3. Is there a betting line on Ray Miller returning as Orioles manager? Don't be too quick with your money. Among O's execs, there's increasing talk that Miller's not the right guy, that he hasn't the stature to deal with high-paid veterans, and that the team's late-season rollover is the tip-off on his lack of control.

4. Are there any listeners out there who don't understand that our right-wing radio talk show hosts - you know who they are, the boys pathetically donning their Rush Limbaugh-wannabe costumes - are nothing but front men for the Republican party? They're entitled to a political point of view, but how is it possible, in their consistent blasting of all things "liberal" and Democratic, that there's never a whisper of criticism of anyone Republican?

5. Remember four years ago, when Glendening became governor while winning only three jurisdictions? He might not win those three now - certainly not by such big margins - and it's a clear reflection of political trust.

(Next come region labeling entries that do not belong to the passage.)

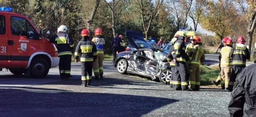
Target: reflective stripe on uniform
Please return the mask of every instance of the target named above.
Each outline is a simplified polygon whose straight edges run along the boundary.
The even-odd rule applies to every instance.
[[[67,39],[65,37],[59,36],[55,39],[55,41],[57,41],[57,44],[64,44],[67,43]]]
[[[200,82],[196,82],[194,81],[189,81],[189,83],[190,84],[200,85]]]
[[[177,60],[180,61],[182,61],[184,62],[186,62],[186,59],[183,58],[181,57],[177,58]]]
[[[91,79],[92,78],[92,76],[82,76],[81,79],[82,80],[89,80]]]
[[[187,85],[187,82],[181,82],[181,85]]]
[[[181,82],[180,81],[172,81],[172,84],[181,84]]]
[[[65,70],[65,73],[70,73],[70,71],[68,70]]]
[[[70,45],[70,47],[74,47],[74,44],[72,44],[72,45]]]
[[[65,70],[59,70],[60,73],[65,73]]]
[[[72,53],[70,51],[65,51],[60,52],[58,53],[58,56],[62,56],[64,55],[72,55]]]
[[[80,61],[81,62],[92,61],[93,61],[93,58],[82,58],[80,59]]]
[[[99,72],[99,70],[93,70],[93,72],[94,72],[94,73]]]
[[[246,62],[242,61],[232,61],[232,64],[239,64],[246,65]]]
[[[80,53],[77,52],[75,52],[75,56],[79,56],[80,55]]]

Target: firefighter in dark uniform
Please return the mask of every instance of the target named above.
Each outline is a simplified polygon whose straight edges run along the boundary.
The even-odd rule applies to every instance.
[[[230,117],[256,116],[256,64],[242,71],[236,82],[228,108]]]
[[[221,49],[222,47],[225,47],[227,45],[227,43],[226,42],[227,40],[228,39],[228,38],[227,37],[225,37],[223,38],[222,40],[221,41],[221,43],[223,44],[223,47],[221,46],[220,48]],[[225,81],[222,80],[222,78],[221,78],[221,58],[219,58],[219,68],[220,68],[220,73],[219,73],[219,75],[218,76],[218,77],[215,81],[212,81],[213,83],[216,86],[218,86],[220,84],[221,86],[222,89],[225,89]]]
[[[192,41],[194,46],[188,54],[190,57],[188,67],[189,84],[192,91],[199,91],[200,87],[200,65],[205,58],[203,50],[201,47],[201,39],[199,37],[194,37]]]
[[[250,54],[244,44],[245,42],[242,36],[238,37],[236,44],[231,51],[230,55],[232,59],[233,70],[228,85],[228,90],[232,91],[234,83],[238,74],[246,67],[246,60],[250,59]]]
[[[80,61],[82,67],[82,85],[83,87],[90,85],[93,74],[93,61],[97,59],[97,50],[94,43],[90,40],[89,31],[86,29],[81,33],[82,39],[76,48],[75,56],[75,62],[78,62],[81,55]],[[87,73],[88,74],[87,74]]]
[[[174,48],[175,58],[172,62],[175,63],[175,71],[173,80],[173,87],[176,90],[190,90],[188,87],[187,71],[186,62],[188,61],[188,57],[185,52],[186,46],[184,40],[187,34],[182,32],[179,34],[178,40],[173,45]],[[180,77],[180,78],[179,78]]]
[[[69,36],[66,33],[68,28],[62,25],[58,28],[58,33],[52,37],[50,41],[57,44],[58,56],[59,57],[59,68],[62,79],[69,79],[71,77],[72,51],[74,43]]]
[[[175,71],[175,64],[172,62],[172,61],[173,60],[173,57],[172,56],[172,55],[174,54],[174,48],[173,48],[173,44],[175,41],[177,40],[177,38],[174,38],[172,39],[172,45],[170,49],[169,50],[169,52],[168,53],[168,55],[167,56],[167,61],[168,61],[169,63],[170,64],[170,67],[171,67],[171,70],[172,70],[172,72],[174,73]],[[171,75],[171,77],[170,78],[169,81],[170,83],[170,87],[171,88],[172,87],[172,80],[173,79],[173,75],[174,73],[172,74]]]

He's never overcome the pension deal, the campaign money, and the slot machine controversy with Kurt Schmoke.

6. Speaking of whom: Does Schmoke's endorsement of Glendening carry any weight, after the bellicose blasting he gave the governor last spring during Schmoke's springtime flirtation with Eileen Rehrmann?

7. Want to make your taste buds give you a standing ovation? The Cafe Madrid Restaurant, on Broadway at the northern tip of Fells Point, has wonderful Spanish food and charming atmosphere.

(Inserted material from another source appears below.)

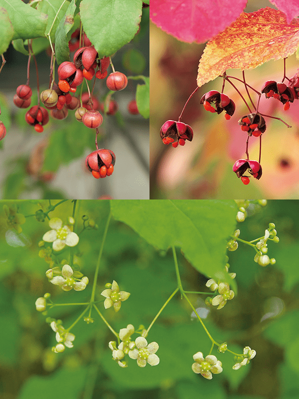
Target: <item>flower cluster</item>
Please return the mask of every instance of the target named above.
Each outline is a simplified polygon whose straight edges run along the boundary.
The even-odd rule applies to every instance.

8. Ever wonder how Rouse & Co., the morning jocks on WQSR-105.7 FM, have lasted long enough to celebrate their 10th anniversary on Baltimore radio? Simple. They've shown you can be funny, and cutting edge, and still keep it good-natured.

9. Happy you bought those Ravens' season tickets? Actually, despite that deflating loss Sunday, these guys may only lack one thing: a sense of how good they can be. There's some spectacular talent there just waiting to explode.

10. Whatever happened to those rumors of Kweisi Mfume running for mayor of Baltimore? And the rumors of Carl Stokes running? Is everybody waiting for Schmoke to make up his mind about campaigning for a fourth term?

11. Been to Westminster lately? Walk along parts of Main Street, and you think you're strolling through a Norman Rockwell painting.

12. Is that really Ross Pierpont campaigning for Barbara Mikulski's U.S. senate seat? What joy! What happiness! Pierpont's been in every political race since the changeover to electricity, and he never wins, but he always livens the debate.

13. Speaking of which: What's holding up televised gubernatorial debates? Whoever stands in the way of Glendening and Sauerbrey meeting should be held accountable. We need more than 30-second commercial spots, sometimes disconnected from reality, to find out what these candidates really stand for.

14. What's the talk about putting Mike Flanagan back in the Orioles' broadcast booth? Flanagan's fine, but the current color guy isn't the real problem. The ballclub may never get another first-rate announcer, as long as ownership is weighing every word for signs of parochial loyalty.

15. Been to the new Barnes & Noble at the Inner Harbor? You'll love the care taken by the Cordish Co. to incorporate so much ambience and history of the community into the new setting.

16. Anybody getting phone calls from Linda Tripp? That grand jury meeting in Ellicott City may not be able to indict her on criminal charges - there are legal technicalities - and, unfortunately, there are no criminal charges for violating the laws of common decency.

17. How's this for opposing pitchers on opening day of the World Series: ex-Oriole David Wells vs. ex-Oriole Kevin Brown. We're not eating our hearts out around here, are we?